That is exactly what I mean by the use of the word “flexible”. Public-private provision has clearly moved on quite a lot in the past 30 years, so it is important that we retain flexibility to allow us to settle some hard cases that might present themselves in the future.
Currently, secondary publishers, such as a bookseller or a website operator, can be held liable for content that they are not actively responsible for. Private companies face a choice: remove potentially legitimate content, or be held liable for damages. In my view, it should be for the court to decide whether a statement is defamatory, not private companies.
I welcome the committee’s view that secondary publishers should be excluded from liability in the circumstances that are outlined in the bill. I know that committee members are concerned about online defamation. I have set out in my response to the committee’s report the process and potential costs of removing such material, which I hope eases any concern.
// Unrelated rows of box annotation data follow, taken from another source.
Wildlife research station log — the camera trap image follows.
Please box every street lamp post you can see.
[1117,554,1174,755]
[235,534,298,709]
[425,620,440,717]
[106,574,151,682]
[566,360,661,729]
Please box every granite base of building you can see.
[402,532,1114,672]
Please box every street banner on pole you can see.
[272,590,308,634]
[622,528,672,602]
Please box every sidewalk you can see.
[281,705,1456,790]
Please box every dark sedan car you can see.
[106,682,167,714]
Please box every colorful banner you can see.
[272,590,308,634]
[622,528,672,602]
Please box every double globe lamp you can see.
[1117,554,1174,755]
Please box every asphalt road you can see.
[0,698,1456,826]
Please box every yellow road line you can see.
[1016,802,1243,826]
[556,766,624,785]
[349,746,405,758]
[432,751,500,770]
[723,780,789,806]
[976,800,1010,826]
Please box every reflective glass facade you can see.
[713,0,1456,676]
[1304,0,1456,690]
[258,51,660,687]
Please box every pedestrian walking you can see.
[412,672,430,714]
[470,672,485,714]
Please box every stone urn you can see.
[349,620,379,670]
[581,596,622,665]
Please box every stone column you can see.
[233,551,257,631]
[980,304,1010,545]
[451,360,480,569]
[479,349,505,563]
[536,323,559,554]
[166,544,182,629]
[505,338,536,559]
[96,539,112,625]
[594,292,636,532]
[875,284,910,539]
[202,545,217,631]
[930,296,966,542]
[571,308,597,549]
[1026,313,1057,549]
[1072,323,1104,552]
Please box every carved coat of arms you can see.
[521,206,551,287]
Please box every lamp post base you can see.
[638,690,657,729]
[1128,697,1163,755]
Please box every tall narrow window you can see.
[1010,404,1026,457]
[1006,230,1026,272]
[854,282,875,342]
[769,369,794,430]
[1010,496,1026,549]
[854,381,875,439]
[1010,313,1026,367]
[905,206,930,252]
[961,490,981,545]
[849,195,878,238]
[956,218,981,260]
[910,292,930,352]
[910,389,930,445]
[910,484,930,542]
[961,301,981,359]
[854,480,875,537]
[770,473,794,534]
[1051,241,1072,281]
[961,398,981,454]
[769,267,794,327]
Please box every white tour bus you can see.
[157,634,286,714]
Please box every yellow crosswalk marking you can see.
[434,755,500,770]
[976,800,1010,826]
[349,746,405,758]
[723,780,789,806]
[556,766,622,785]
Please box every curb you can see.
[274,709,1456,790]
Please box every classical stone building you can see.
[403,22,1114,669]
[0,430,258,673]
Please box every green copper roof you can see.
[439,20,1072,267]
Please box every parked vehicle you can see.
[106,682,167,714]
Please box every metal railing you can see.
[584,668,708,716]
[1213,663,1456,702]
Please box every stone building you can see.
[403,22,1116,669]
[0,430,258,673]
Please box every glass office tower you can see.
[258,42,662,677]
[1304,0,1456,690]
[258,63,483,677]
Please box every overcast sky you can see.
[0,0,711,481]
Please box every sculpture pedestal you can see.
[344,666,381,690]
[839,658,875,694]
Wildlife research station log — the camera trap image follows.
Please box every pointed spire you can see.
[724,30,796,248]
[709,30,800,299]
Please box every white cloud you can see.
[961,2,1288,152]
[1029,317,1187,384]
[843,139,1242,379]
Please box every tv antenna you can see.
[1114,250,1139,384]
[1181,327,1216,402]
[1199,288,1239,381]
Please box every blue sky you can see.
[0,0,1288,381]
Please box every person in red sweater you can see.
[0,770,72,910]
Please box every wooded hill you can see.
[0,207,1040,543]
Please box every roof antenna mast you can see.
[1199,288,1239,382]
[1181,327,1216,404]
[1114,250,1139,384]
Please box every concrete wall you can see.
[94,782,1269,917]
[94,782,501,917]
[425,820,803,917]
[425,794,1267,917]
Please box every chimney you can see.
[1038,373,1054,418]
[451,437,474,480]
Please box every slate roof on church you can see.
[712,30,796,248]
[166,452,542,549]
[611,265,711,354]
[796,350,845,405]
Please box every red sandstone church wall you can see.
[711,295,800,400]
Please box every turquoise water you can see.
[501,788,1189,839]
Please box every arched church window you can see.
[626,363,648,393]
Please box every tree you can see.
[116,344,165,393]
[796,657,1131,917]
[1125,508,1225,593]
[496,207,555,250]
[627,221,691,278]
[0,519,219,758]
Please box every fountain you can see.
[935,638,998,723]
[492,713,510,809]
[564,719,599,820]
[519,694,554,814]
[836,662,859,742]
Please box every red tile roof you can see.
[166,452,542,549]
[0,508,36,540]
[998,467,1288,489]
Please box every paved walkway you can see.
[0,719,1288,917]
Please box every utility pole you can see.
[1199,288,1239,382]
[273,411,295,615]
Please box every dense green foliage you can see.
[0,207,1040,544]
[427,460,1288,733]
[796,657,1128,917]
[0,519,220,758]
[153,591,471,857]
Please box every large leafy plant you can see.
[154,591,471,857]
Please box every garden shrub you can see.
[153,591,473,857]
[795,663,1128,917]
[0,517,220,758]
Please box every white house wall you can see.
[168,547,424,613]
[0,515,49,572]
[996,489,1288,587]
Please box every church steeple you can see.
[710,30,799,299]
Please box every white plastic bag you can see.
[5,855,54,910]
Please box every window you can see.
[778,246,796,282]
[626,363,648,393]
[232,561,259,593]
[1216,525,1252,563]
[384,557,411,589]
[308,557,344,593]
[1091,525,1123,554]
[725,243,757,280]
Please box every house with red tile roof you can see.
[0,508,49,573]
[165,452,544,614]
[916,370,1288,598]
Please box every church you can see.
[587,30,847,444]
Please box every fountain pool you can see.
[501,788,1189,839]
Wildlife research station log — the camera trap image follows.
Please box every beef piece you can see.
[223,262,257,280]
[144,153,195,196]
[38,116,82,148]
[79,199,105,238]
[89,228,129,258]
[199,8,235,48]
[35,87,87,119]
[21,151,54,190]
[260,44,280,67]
The bill brings together the main defences to a defamation action, reforming existing statute and, in the case of the public interest defence, codifying the common law. The committee recommends that the court should have the ability to refer to previous case law when interpreting those statutory defences. I will ensure that the explanatory notes clearly state our expectation that the court, when interpreting the new statutory defences, will take into account case law on the common-law defences, where appropriate.
The bill largely restates the offer of amends procedure, which is a useful process by which those who admit that they have defamed someone can avoid legal proceedings. As part of the offer of amends, an offer of compensation is made, together with an apology and correction. Where the amount of compensation cannot be agreed between the parties, the court is asked to decide that instead. The committee has heard conflicting views on whether the bill still allows an offer of compensation to be discounted by the court. In light of that, I am pleased to commit to lodging an amendment at stage 2 to clarify the position.
The bill reforms the law on malicious publication. In order to succeed, the pursuer must show that the statement complained of was made with malice. The definition in the bill reflects the common law on similar types of action, but the committee has concerns. I am happy to lodge an amendment at stage 2 to reflect the committee’s recommendation.
Two other matters regarding malicious publication have also been raised: available defences and the liability of secondary publishers. In order to make the issues clear, I will amend the explanatory notes to state my view that a malicious publication action cannot be raised against a secondary publisher, and I will set out clearly that the defences of truth, absolute privilege and honest opinion are intended to apply.
I will conclude on the matter of limitation. A principal aim of limitation is that litigation should proceed promptly. I believe that, where someone suffers damage to their reputation, they are usually aware of that at an early stage. That is why I agree with the commission that one year is sufficient to assess any damage and prepare for litigation. The court has the discretion to allow litigation to proceed outwith the one-year period, where it considers that it is equitable to do so. I suggest that a statement that comes to the attention of an individual after one year but which causes serious harm would likely be allowed to proceed by the court.
The bill also makes an important allowance for those occasions when someone publishes a statement that has previously been published and there is a material difference between each. The flexible approach that we have taken is capable of taking into account a material difference between each subsequent publication.
That the Parliament agrees to the general principles of the Defamation and Malicious Publication (Scotland) Bill.